Are the state governments giving impetus to R-APDRP projects because we understand that there is a lacklustre response from state utilities when it comes to physical implementation and financial release?
The implementation of the Programme is reviewed by Secretary (Power), GoI on the 10th of every month with Chief Secretaries of States/MDs of Utilities in New Delhi in the MoP´s Review, Planning & Monitoring meeting. The States are taking the Programme very seriously and following-up every activity. Further to declaration of Town´s Go Live, the States/Utilities are generating Post Go Live Reports from the system in standard formats and also initiated administrative actions based on such Reports
But we understand that once the project is completed in the given time period, the government may end up releasing funds more in the form of grants...
There you are. For part B, the Central government has bifurcated states in to two categories-special categories states (North Eastern states, etc.,) as they get grant of 90 per cent and 10 per cent as a loan component. Whereas the other states, under part B, the state has to arrange for 75 per cent of fund and 25 per cent is from government. Now this seems to be a tricky financial part because under part B government is giving 25 per cent loan, and states are organising 75 per cent from various financial institutions. But government says, on the completion of the entire project, up to 50 per cent of the project cost will be converted into grant. But since the government is only releasing 25 per cent, it will take the risk of releasing for 25 per cent as a grant. It means, with the addition of more 25 per cent, the government will end up spending around Rs 23,000 crore as against given cost of Rs 18,000 crore. But it is subject to achievement.
That is where I am still stuck. If SEBs are unable to achieve the 100 per cent project completion then what stringent action will be taken by the government?

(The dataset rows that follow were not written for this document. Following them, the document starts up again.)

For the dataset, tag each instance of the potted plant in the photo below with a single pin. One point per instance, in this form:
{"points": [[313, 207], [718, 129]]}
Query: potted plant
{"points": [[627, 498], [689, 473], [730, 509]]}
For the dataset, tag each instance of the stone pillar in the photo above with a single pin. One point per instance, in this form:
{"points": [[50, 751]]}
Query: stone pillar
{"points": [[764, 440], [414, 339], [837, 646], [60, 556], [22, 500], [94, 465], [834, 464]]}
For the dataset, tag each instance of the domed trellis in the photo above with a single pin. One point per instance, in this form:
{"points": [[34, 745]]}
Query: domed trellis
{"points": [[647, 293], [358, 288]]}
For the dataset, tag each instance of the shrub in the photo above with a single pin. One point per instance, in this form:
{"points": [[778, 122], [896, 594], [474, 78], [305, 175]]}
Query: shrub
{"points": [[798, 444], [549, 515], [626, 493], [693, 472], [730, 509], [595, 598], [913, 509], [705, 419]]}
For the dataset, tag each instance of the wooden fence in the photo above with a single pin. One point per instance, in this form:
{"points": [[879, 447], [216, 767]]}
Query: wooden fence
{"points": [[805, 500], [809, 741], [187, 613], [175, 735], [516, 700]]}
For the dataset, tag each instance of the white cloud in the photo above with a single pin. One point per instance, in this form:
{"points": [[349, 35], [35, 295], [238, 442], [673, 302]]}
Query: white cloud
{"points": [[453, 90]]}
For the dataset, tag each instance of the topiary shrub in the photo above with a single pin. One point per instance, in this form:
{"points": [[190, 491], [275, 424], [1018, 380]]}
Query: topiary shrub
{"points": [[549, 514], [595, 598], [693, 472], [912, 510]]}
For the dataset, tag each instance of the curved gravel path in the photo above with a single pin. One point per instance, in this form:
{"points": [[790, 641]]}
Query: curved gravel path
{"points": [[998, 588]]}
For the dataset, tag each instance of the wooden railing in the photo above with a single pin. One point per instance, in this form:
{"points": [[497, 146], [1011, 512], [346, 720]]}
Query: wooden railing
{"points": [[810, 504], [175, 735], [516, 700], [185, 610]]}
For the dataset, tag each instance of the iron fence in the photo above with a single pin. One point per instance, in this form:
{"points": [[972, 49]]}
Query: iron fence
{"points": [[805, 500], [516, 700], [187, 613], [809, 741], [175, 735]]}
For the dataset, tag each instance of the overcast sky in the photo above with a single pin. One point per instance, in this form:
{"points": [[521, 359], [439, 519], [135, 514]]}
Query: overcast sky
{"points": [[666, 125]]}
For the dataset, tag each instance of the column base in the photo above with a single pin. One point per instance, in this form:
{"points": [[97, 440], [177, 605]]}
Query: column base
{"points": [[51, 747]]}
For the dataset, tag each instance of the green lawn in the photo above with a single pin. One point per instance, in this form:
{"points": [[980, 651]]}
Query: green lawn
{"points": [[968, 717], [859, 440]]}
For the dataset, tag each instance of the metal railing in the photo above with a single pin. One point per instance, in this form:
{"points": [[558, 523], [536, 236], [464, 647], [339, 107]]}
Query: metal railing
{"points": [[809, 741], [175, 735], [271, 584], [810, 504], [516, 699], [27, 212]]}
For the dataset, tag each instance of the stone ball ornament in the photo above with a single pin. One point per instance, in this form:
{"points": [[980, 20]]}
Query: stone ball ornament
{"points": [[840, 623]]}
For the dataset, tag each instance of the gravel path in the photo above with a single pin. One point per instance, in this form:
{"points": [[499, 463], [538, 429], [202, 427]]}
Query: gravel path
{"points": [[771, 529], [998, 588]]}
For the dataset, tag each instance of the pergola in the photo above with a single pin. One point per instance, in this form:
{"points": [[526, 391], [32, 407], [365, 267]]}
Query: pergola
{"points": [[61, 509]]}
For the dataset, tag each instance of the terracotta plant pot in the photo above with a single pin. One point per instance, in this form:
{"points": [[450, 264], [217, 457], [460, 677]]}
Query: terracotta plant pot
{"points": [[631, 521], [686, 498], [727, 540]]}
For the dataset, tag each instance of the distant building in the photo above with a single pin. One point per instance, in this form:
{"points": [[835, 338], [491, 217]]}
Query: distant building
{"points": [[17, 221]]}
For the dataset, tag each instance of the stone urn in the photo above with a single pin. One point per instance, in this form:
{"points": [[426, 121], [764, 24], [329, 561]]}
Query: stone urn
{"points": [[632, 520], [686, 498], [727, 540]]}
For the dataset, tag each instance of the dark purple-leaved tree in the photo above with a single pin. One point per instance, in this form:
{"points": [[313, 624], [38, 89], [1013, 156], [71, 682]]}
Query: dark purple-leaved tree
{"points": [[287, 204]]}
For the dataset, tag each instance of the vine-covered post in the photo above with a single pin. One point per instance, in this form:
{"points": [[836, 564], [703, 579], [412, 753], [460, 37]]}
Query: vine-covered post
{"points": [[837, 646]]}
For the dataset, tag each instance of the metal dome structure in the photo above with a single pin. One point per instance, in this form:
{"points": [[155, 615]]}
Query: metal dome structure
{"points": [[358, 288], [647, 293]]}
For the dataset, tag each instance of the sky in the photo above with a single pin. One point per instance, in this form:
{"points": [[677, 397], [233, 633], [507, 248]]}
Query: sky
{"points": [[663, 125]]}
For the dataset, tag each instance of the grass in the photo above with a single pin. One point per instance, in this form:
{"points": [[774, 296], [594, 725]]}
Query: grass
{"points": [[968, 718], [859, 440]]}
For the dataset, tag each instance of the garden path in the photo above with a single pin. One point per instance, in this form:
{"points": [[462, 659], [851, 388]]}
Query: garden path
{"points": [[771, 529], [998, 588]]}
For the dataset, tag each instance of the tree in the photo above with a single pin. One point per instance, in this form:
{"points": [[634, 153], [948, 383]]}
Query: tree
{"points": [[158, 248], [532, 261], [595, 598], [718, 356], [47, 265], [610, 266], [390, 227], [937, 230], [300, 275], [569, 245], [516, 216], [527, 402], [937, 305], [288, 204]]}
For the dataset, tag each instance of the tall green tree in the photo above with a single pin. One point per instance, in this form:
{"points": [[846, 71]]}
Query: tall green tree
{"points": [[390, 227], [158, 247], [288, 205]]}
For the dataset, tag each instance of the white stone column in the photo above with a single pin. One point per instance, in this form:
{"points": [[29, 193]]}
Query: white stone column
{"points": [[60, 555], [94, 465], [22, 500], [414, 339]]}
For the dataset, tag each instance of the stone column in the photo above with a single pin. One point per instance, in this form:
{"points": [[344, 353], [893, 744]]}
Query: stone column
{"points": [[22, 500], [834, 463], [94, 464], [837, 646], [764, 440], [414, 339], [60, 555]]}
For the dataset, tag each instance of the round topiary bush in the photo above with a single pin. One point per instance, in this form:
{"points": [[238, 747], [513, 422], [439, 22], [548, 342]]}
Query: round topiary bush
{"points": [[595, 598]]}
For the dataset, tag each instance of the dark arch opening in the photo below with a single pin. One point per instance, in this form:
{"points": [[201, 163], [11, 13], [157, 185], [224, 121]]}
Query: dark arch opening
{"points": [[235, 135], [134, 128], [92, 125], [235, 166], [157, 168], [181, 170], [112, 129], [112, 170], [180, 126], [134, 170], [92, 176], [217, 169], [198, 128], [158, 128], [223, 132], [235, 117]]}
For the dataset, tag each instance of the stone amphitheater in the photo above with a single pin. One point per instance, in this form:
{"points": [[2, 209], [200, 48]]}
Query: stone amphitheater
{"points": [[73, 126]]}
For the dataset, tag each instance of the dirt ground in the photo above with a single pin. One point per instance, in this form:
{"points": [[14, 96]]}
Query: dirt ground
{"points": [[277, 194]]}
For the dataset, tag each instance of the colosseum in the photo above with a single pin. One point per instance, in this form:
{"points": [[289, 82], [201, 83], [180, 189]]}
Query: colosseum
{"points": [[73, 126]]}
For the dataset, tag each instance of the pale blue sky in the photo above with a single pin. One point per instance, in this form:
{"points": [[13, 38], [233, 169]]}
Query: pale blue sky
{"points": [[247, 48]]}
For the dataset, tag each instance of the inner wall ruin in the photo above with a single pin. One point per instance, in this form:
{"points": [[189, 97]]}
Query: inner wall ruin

Since we have sanctioned Rs 5,500 crore for part A of R-APDRP, we expect that the large portion of it will be converted into grant. Based on the observations & commitments given in successive monitoring/review meetings, it is envisaged that a large no. of States will be achieving completion of Part A (IT) projects successfully and, therefore, conversion into grant will take place. Part A SCADA projects are taking shape now and so far, we have not observed any major issue holding their implementation. Under Part B, the State utilities are implementing the regular distribution projects; more than 200 towns have been declared completed by utilities across the country and others will follow.